I had not suffered from the same extensive overwhelm at school. I was focussed and enthusiastic. But behind the scenes of my creative pursuits at university and my initial design career I could feel a sense of stuck-ness in the first half of every project. The messy, exciting, but ultimately paralysing stage of idea generation. I struggled to commit to a single path. I worried that picking one idea meant killing all the others. So I’d stay in the swirling soup of possibility.
I suffered from the usual dichotomy of low confidence and ambition, always striving for perfection, never feeling like any single route was good enough. Committing felt so visible. It was safer to swirl.
Then I did a course. Nothing fancy, just one of many I took while tooling myself up. I was hungry to sharpen my practice, get more human-centred, learn new frameworks, and build confidence in my process. Much of the course simply articulated things I didn’t realise I already knew. But that’s when I discovered it.
The Double Diamond.
If you’re not familiar, the Double Diamond is a model created by the British Design Council. It maps the creative process into four stages: Discover, Define, Develop, Deliver. Two diamonds; one for the problem space, one for the solution space. Each with a divergence (expanding, exploring, gathering) followed by a convergence (narrowing, synthesising, deciding).

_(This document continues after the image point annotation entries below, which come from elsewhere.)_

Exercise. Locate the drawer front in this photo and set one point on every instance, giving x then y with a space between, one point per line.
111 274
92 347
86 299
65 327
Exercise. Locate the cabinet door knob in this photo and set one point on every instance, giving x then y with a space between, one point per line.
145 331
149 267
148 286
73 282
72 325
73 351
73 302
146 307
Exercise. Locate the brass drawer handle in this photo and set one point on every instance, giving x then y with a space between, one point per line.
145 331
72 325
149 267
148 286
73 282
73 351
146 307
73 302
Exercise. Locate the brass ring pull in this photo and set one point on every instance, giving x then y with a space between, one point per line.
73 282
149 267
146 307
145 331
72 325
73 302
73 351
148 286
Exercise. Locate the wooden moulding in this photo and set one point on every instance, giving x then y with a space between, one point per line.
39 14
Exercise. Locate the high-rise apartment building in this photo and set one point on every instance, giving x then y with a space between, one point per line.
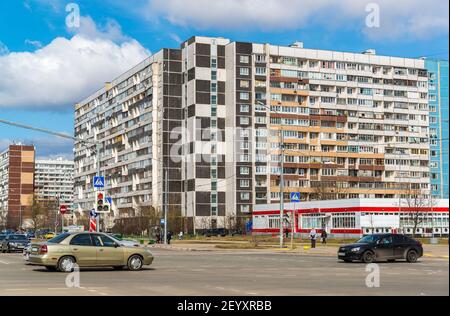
208 118
53 180
16 185
439 131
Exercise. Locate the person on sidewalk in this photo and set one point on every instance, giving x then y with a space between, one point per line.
169 237
324 237
313 237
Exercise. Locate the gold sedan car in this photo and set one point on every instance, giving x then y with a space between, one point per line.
67 250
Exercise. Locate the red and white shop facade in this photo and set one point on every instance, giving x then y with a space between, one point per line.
353 218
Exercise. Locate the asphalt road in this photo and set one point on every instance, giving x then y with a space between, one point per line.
231 274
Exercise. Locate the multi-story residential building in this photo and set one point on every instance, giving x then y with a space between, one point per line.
209 117
16 185
53 180
439 131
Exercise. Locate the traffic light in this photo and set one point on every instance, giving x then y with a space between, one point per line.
101 203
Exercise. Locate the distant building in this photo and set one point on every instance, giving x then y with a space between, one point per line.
439 131
16 185
205 120
53 180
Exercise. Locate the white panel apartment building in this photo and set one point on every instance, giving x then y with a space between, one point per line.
354 125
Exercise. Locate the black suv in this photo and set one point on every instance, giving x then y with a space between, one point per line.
380 247
15 242
219 232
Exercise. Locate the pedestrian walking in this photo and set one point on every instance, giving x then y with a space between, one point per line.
313 237
169 237
324 236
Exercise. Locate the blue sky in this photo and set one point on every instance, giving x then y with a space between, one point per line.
46 66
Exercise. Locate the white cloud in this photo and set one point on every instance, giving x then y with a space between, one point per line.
66 70
46 147
36 44
399 18
3 49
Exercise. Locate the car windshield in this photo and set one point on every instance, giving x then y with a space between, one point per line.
58 239
369 239
17 237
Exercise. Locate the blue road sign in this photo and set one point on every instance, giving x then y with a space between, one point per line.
99 182
295 197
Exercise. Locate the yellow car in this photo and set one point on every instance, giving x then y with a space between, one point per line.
49 236
68 250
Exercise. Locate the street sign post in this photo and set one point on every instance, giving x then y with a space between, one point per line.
63 209
295 198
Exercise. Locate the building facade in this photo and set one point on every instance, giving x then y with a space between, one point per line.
16 185
53 180
204 123
439 131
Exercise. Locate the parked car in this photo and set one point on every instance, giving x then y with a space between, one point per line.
14 242
219 232
87 250
380 247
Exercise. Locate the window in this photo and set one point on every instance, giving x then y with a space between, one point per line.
244 71
244 84
214 63
103 241
245 183
245 96
244 120
245 170
81 240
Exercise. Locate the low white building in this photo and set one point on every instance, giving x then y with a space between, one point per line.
354 218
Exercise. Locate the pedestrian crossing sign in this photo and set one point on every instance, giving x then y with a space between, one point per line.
99 182
295 197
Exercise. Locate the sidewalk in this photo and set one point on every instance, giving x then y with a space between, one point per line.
430 251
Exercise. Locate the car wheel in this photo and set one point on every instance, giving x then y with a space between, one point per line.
412 256
135 263
66 264
368 257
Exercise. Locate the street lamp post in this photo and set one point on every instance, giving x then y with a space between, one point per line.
281 144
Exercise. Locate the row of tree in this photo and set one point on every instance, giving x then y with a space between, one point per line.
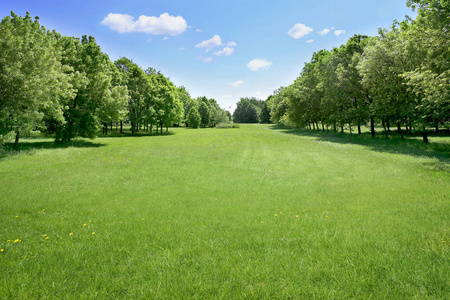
251 110
399 78
68 87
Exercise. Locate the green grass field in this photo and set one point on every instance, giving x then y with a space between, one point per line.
255 212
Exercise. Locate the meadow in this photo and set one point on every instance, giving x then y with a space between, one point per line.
252 212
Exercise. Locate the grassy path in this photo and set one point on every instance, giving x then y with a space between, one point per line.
254 212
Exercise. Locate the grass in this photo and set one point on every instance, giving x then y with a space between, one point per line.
255 212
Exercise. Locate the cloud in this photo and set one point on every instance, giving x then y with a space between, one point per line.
225 52
299 30
324 32
237 83
165 24
258 63
211 43
339 32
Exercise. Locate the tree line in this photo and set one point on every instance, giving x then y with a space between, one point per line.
399 78
68 87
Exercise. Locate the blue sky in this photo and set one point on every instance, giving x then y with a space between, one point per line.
219 49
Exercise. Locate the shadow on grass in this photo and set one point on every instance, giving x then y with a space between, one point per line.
30 145
115 134
411 145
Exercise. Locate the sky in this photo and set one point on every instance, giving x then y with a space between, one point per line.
219 49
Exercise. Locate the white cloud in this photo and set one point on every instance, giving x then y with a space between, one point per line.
339 32
299 30
225 52
324 32
258 63
211 43
237 83
165 24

I saw it and something clicked.
Suddenly, I could locate myself.
That overwhelm I’d been feeling? That was just the “Discover” phase. The mess was allowed. It was necessary. But so was the “Define” phase, the moment of synthesis. I wasn’t stuck, I just had to learn one of many catch phrases seen on instagram posts; "Done is better than perfect"…etc etc and push through.
This simple visual changed how I designed but it also changed how I lived.

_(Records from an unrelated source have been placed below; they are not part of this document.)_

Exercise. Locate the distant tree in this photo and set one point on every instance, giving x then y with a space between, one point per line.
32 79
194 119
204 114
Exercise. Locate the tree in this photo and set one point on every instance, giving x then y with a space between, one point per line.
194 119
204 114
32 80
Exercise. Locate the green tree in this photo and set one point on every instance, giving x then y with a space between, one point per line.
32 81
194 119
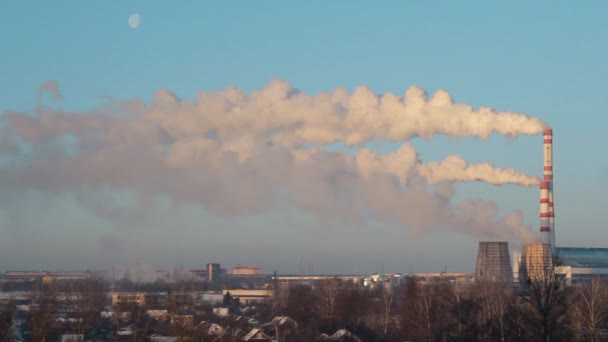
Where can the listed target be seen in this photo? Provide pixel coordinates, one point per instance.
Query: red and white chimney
(545, 225)
(547, 213)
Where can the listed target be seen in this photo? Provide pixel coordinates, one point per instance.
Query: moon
(134, 20)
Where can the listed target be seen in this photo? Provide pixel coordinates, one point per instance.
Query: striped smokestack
(545, 226)
(547, 213)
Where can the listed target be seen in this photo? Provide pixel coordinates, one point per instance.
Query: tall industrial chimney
(547, 214)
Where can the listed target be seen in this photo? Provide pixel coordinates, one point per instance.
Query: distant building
(251, 296)
(246, 270)
(494, 262)
(536, 261)
(123, 298)
(214, 272)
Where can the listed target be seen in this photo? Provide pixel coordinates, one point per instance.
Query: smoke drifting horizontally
(234, 153)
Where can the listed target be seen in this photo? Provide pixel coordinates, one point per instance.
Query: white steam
(234, 153)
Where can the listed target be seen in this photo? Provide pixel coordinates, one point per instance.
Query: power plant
(493, 262)
(535, 259)
(573, 262)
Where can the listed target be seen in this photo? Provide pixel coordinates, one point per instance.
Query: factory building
(574, 263)
(246, 270)
(536, 261)
(493, 262)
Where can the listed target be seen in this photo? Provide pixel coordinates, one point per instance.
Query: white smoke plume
(233, 153)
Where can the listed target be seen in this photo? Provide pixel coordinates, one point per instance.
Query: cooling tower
(493, 262)
(536, 262)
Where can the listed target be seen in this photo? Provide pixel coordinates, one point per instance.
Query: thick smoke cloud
(233, 153)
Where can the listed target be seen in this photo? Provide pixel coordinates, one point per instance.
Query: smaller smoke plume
(232, 153)
(456, 169)
(51, 88)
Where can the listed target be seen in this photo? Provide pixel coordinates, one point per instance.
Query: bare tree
(327, 293)
(84, 301)
(39, 319)
(592, 301)
(548, 299)
(7, 312)
(181, 324)
(494, 299)
(387, 308)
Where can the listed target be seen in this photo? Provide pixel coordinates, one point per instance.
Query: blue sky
(546, 59)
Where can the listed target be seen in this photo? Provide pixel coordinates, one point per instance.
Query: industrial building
(575, 263)
(246, 270)
(493, 262)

Because the truth is, we all have a phase we cling to when we’re uncertain.
Some people sit in idea generation forever, afraid to commit (that was me.) Others skip too quickly to neatness, picking one idea just to escape the discomfort of ambiguity. I see this a lot with designers early in their career. They want to be decisive, efficient. But they miss the richness of going wide first.
I now try to show them how to follow and trust the process.

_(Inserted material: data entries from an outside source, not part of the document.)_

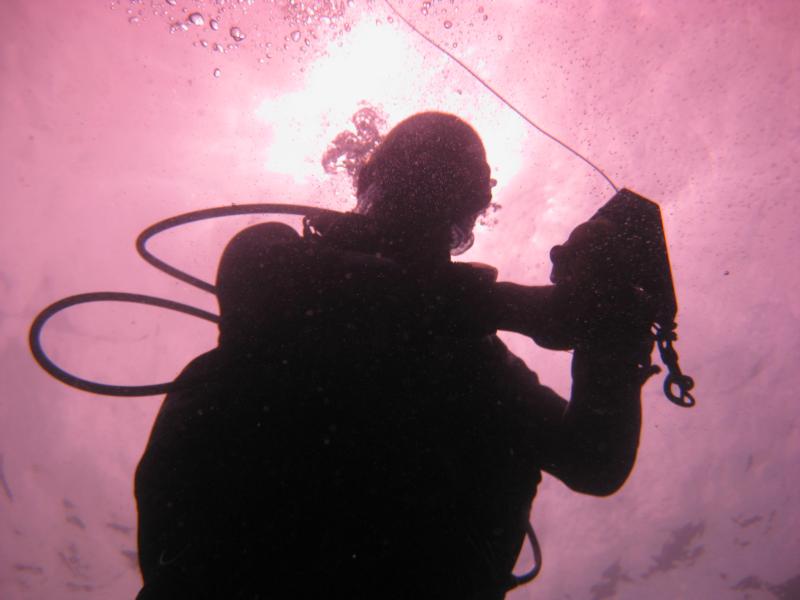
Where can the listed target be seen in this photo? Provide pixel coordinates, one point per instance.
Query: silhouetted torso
(366, 436)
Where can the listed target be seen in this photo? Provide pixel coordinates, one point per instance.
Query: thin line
(501, 98)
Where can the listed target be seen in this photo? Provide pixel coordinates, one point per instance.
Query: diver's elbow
(598, 483)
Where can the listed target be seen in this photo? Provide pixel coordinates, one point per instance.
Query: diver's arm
(531, 311)
(594, 447)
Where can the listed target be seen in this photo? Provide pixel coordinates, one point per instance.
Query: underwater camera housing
(640, 237)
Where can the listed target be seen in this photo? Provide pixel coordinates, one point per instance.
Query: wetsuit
(359, 432)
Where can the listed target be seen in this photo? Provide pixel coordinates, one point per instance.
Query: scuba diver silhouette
(360, 430)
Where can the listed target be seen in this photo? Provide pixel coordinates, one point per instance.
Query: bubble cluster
(196, 19)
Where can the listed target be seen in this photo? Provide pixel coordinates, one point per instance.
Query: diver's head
(426, 183)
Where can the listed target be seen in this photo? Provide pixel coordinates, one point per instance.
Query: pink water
(109, 122)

It’s not just a product design model. It’s a tool for all creative projects and for life.
I know an exceptionally talented and successful comic. Like many supreme creatives, he has ADHD, and I’ve spent hours with him riffing on wild, brilliant ideas. Sometimes I can see the overwhelm rise in him, the weight of too many things to say. And in those times we have discussed the diamond. Go wide. Then go narrow. Then go wide again. It gives the chaos shape. It gives the magic a map.
And now?
When I feel overwhelmed, I don’t spiral like I used to. I mentally zoom out and place myself on the diamond.
“Ah. I’m in divergence,” I tell myself. “It’s supposed to feel messy.”
Or: “Time to move to convergence. You’ve got enough now. Pick a path.”
I am a deep researcher and idea generator, but for years, I didn’t know how to hold that without drowning in it. Discovering the Double Diamond was a game-changer. I’ve come to realise I have a strong affinity for pattern spotting and synthesis, and for the past decade, I’ve been embracing the creative process with far less fear and so much more enjoyment. It’s helped me hone my superpowers, and taught me how to help others hone theirs too.
The educational takeaway?
You don’t have to fear the mess. It’s not a failure, it’s a phase.
Knowing where you are in the process allows you to keep moving through it. It’s not about speed. It’s about trust. Trust in a cycle that expands and contracts. Trust in yourself to know when to gather, and when to choose.
Whether you’re designing a brand or rethinking your career, making a big decision or just getting through Tuesday, use the diamond.
You don’t have to feel lost if you know where you are.